Indie-Folk-Meisterwerk als Jubiläumsausgabe mit Extras

Zum Glück erschien „It’s A Shame About Ray“ im Juni 1992 und nicht früher. 1991 war das von Thurston Moore proklamierte „year that punk broke“, und Nirvana und Pearl Jam regierten über den „Grunge“ getauften neuen Punk-Rock. Er war laut und die Sänger übel gelaunt. Evan Dando nicht. Er kam ein halbes Jahr später und liebte, wenn auch nur für kurze Zeit, das Leben. Optimismus, Zelturlaube, auch Drogen, aber nicht um Dämonen zu bekämpfen, sondern weil es ihm gut ging. Und er liebte Americana. Mit „Brass Buttons“ war auf dem Vorgängeralbum, „Lovey“, bereits ein Tribute an sein Idol Gram Parsons enthalten.

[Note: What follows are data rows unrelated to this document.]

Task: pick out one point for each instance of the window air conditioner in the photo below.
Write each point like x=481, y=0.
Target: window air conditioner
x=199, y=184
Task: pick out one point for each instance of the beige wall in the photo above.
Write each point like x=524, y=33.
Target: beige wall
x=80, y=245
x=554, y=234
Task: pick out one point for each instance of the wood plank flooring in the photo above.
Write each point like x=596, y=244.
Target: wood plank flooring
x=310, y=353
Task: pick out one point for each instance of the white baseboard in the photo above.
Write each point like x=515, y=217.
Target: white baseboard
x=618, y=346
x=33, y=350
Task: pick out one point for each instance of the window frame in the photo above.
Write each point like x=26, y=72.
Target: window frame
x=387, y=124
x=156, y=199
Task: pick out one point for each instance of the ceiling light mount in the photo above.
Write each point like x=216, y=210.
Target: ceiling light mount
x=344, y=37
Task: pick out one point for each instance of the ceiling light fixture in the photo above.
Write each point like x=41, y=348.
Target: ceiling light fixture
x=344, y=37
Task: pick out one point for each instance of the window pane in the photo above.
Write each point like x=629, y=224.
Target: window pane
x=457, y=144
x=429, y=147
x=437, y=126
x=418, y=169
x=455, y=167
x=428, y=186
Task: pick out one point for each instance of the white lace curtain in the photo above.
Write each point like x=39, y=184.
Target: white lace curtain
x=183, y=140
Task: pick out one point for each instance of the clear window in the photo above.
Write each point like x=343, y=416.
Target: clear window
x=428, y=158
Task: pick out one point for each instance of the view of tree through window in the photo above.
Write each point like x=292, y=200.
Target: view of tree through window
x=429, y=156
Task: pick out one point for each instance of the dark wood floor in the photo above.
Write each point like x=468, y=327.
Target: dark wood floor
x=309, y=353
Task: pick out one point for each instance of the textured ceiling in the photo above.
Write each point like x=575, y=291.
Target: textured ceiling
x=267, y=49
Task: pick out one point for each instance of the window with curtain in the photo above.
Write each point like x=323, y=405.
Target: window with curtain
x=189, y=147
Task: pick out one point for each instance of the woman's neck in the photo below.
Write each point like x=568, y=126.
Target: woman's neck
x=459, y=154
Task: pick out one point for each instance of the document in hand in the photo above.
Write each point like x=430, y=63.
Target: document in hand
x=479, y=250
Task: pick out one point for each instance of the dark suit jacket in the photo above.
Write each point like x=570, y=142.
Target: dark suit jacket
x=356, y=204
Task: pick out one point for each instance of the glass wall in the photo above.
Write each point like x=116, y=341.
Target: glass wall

Was Dando ausblendete: Parsons ging in die Joshua-Tree-Wüste, nahm eine Überdosis und starb nach der Rückkehr im Hotel.

Die Platte enthält ausschließlich Klassiker

Das fünfte Album der Lemonheads enthält zwölf Songs und dauert 29:48 Minuten, eine Länge irgendwo zwischen James Browns „Live At The Apollo“ und „Surfer Rosa“ von den Pixies. Dieses Selbstbewusstsein muss man sich leisten können. Konnte Dando. Die Platte enthält ausschließlich Klassiker. Top Strophen, top Bridges, top Refrains, top Gitarrensoli, und Song-Enden, die irgendwie zu früh, irgendwie aber auch goldrichtig kamen.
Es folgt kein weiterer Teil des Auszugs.